Dalam Islam, kebebasan berkomunikasi, menyampaikan pendapat itu sebenarnya adalah hal wajar dan tidak dilarang. Dengan cara seperti itu, perbedaan pun bisa menjadi keberkahan karena value yang dihadirkan. Bukan sebaliknya. Nah, kunci dari komunikasi yang baik adalah dengan dialog; bukannya monolog.

Dialog akan bisa menjadikan seseorang lebih baik dalam menjalani kehidupan karena fungsi subtansialnya. Dialog, dalam kontek luas, bisa terbagi menjadi beberapa arti.

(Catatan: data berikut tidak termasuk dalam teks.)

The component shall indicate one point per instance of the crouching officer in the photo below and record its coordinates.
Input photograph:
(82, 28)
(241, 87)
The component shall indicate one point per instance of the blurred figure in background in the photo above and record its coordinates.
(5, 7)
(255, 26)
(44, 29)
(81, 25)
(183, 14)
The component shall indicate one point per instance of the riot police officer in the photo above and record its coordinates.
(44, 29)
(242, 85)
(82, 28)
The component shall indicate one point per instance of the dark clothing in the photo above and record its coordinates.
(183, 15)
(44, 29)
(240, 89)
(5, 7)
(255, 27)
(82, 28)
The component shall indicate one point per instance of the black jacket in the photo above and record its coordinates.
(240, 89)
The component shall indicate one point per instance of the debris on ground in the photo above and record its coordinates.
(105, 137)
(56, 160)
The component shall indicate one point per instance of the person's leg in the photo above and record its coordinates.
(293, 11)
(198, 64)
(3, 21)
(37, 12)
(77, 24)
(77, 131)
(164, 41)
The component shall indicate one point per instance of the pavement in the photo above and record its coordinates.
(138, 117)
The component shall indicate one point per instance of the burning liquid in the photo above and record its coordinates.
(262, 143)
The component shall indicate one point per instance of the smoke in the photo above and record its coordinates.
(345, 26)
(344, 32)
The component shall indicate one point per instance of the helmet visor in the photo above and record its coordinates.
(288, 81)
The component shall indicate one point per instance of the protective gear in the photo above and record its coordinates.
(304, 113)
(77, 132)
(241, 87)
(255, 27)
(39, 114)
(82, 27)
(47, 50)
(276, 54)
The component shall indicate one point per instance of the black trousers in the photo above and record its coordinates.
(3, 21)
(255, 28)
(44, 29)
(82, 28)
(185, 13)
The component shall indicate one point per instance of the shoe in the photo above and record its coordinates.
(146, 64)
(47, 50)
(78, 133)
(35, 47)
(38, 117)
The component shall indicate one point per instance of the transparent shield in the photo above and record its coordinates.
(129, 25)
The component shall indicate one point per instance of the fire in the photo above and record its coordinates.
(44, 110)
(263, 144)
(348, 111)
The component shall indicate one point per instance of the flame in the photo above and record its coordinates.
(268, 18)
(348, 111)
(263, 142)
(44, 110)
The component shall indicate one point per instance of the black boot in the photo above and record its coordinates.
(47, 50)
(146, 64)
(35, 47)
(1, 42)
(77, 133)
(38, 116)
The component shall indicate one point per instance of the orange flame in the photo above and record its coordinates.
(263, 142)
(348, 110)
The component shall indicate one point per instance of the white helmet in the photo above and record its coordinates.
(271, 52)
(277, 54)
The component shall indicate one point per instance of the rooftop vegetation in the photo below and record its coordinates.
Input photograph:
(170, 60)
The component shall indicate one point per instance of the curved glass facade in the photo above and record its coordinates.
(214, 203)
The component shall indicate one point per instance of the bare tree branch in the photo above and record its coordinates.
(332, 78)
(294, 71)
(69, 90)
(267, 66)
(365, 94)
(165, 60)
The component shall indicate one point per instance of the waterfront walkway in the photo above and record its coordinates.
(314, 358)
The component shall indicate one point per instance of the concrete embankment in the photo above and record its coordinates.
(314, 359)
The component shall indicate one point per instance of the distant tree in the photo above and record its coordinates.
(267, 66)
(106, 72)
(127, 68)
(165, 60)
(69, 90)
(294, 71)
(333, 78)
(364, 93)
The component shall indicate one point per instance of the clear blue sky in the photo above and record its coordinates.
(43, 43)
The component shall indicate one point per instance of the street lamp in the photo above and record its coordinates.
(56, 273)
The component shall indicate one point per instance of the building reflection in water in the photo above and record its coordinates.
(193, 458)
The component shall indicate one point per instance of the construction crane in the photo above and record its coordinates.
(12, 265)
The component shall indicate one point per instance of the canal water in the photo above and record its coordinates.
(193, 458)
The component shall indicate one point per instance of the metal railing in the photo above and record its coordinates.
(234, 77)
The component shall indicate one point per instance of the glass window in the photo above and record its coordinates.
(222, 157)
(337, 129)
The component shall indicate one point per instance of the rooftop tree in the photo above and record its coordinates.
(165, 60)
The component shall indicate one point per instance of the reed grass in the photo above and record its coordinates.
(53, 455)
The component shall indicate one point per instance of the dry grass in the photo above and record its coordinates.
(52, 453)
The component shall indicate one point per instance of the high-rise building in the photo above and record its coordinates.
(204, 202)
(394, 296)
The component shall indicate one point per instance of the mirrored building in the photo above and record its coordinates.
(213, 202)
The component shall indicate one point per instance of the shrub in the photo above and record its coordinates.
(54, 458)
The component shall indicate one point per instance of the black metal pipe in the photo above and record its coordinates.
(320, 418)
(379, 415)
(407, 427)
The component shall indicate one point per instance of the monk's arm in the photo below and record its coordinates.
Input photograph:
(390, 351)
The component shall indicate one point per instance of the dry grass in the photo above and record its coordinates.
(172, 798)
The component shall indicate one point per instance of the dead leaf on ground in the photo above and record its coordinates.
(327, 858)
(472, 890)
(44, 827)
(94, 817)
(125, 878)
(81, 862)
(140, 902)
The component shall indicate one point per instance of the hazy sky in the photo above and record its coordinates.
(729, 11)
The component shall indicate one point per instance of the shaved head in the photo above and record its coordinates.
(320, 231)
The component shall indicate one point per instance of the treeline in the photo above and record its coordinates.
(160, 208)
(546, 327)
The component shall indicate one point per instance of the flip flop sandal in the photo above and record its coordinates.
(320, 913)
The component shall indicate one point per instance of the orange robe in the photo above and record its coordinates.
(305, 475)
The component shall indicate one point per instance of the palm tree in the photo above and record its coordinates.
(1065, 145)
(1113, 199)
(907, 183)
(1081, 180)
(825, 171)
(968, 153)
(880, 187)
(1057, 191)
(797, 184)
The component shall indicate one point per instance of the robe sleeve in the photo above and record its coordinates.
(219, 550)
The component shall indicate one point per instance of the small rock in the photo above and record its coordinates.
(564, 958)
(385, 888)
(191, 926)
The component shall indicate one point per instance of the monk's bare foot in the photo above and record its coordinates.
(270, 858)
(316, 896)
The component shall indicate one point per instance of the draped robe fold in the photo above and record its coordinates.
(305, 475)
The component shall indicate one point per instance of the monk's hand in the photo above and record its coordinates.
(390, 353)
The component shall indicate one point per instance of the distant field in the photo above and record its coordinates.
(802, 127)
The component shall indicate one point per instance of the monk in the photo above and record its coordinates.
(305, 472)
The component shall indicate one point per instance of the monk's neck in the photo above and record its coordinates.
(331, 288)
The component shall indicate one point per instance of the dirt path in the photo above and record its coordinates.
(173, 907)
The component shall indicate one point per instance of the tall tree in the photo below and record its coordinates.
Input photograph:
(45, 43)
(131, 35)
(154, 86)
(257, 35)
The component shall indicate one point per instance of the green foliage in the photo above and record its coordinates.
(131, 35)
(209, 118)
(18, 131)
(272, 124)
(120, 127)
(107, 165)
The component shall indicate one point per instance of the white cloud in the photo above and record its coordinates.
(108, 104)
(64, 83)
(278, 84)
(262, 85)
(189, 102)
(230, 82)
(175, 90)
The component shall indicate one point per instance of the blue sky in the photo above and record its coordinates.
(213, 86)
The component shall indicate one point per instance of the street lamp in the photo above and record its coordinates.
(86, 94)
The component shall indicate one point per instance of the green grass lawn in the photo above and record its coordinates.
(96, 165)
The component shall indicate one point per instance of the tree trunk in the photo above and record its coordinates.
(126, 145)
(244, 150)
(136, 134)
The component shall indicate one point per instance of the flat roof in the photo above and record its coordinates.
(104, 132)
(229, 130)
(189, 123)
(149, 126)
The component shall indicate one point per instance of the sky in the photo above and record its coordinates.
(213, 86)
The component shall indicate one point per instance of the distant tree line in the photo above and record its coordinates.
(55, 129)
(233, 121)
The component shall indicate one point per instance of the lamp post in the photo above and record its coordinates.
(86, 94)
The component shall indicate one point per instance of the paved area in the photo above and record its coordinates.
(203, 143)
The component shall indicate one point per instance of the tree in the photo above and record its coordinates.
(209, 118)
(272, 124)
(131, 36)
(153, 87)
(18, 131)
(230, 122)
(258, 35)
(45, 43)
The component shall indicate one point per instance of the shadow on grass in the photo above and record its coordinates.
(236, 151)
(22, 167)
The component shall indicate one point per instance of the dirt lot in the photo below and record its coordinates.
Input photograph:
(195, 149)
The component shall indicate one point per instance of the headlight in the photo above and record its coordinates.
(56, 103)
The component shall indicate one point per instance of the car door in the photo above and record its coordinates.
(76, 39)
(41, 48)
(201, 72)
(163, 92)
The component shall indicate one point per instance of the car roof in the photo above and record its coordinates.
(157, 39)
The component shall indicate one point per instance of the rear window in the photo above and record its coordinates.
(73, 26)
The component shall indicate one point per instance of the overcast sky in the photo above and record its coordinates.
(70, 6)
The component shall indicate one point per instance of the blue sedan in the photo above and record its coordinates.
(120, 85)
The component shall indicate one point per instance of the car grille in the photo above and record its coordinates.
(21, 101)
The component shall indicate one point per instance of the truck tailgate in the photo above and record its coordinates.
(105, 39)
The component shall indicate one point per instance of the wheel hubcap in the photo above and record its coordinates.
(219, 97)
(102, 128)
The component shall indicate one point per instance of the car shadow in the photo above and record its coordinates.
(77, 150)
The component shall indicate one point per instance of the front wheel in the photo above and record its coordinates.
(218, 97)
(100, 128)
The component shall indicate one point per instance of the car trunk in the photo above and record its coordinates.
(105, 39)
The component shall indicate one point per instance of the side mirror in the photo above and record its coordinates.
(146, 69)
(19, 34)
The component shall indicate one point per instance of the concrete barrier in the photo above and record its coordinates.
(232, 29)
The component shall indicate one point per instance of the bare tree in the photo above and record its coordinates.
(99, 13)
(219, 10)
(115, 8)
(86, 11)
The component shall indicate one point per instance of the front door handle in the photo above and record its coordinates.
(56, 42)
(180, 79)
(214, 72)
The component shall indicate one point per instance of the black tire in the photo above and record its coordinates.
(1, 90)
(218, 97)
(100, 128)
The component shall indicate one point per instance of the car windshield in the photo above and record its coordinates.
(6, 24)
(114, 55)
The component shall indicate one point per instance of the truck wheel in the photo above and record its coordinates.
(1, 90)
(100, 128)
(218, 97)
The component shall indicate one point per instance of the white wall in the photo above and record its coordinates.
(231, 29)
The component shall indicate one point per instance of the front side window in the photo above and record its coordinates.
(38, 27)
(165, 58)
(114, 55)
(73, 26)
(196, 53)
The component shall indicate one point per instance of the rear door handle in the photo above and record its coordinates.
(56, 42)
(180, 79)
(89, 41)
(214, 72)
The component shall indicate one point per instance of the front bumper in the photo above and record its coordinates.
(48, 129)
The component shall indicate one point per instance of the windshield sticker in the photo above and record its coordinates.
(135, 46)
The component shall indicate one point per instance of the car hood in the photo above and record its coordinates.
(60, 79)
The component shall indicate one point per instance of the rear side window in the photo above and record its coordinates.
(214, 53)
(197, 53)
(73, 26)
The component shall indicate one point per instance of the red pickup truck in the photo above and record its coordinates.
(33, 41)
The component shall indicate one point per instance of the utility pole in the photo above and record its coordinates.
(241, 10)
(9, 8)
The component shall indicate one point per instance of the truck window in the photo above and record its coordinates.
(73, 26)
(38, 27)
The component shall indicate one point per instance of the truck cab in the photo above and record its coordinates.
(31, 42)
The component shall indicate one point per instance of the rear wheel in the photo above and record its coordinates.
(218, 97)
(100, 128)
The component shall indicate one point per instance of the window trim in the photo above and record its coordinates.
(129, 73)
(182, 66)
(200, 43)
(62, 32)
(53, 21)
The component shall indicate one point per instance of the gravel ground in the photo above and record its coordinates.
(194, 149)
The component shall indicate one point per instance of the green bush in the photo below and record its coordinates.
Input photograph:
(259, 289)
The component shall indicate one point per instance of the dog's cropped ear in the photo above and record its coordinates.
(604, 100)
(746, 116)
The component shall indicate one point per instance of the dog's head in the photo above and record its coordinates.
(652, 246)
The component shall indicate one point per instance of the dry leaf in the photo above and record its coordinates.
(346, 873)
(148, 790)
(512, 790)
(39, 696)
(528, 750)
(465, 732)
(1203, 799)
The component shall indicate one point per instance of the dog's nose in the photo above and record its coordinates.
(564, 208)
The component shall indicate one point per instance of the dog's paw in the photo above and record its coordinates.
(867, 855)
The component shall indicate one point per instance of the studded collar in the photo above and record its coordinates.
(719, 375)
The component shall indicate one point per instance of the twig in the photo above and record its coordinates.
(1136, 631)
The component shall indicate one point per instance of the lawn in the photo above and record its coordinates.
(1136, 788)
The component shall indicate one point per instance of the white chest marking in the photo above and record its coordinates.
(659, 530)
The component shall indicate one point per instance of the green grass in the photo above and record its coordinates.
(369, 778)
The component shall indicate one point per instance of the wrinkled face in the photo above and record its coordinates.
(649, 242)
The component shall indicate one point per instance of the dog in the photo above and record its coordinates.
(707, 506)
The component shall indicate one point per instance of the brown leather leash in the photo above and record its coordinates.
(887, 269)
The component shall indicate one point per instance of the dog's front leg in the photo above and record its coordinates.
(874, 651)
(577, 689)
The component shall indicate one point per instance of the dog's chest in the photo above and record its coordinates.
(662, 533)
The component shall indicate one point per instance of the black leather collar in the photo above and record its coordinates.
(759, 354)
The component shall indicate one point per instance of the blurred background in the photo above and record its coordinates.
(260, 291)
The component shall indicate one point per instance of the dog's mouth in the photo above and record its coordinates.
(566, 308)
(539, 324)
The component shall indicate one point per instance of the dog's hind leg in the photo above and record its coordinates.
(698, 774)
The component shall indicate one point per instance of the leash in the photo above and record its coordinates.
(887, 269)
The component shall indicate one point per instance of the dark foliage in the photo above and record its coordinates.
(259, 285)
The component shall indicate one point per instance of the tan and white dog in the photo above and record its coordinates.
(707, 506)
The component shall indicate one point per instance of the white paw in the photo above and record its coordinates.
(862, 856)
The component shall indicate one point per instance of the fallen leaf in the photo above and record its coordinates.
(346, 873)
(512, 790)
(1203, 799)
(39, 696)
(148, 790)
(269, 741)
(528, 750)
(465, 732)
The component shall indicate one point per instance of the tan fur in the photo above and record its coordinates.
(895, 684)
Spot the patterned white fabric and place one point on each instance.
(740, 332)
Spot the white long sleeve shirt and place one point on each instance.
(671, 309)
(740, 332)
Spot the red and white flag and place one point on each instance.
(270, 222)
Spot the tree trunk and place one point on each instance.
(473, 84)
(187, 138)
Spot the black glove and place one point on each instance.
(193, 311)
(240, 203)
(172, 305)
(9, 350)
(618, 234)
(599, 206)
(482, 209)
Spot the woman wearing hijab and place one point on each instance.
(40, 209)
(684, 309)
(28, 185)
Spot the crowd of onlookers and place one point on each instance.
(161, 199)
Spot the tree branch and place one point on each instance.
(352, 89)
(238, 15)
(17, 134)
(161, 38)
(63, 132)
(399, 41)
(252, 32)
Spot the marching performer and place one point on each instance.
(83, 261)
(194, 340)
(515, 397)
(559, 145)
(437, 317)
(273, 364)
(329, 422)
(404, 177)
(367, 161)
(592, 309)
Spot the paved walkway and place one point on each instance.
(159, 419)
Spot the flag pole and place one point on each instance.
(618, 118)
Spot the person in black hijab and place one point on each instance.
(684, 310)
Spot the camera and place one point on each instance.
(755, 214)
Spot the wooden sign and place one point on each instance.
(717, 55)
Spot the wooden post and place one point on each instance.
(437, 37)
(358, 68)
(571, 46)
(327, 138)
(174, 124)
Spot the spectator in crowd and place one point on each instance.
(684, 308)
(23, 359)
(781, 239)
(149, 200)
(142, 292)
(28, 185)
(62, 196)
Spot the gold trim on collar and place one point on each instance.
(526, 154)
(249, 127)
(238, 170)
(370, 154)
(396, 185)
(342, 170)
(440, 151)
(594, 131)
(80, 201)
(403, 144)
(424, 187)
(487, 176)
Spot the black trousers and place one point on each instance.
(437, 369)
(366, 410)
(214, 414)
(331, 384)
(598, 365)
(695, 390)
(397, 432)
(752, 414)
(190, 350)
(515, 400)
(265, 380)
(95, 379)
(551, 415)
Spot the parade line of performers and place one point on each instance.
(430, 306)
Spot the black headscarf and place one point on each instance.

Semisal, berdialog untuk diri sendiri, dalam arti kontemplasi, bisa mengembalikan sebab-akibat dari dan atas apa yang sudah dan akan dilakukan, sehingga bisa membuat orang lebih berhati-hati, bisa menjadikan diri lebih bijak. Dialog dengan teks agama, dalam arti mempertajam pengertian ajaran agama melalui teks Al Qur’an dan hadist-hadist Nabi, akan menjadikan sumber rujukan yang benar dalam bersikap dan menjalani kehidupan untuk kemaslahatan dan kemanfaatan; bukannya malah tersesatkan. Atau, berdialog dengan alam semesta beserta isinya. Ini bisa dilakukan melalui pendalaman ilmu pengetahuan beserta logika-logikanya.

Semua itu bisa dikata sebagai cara berdialog agar peran agama bukan hanya sebagai simbol melainkan bisa menghadirkan subtansi karena value-nya.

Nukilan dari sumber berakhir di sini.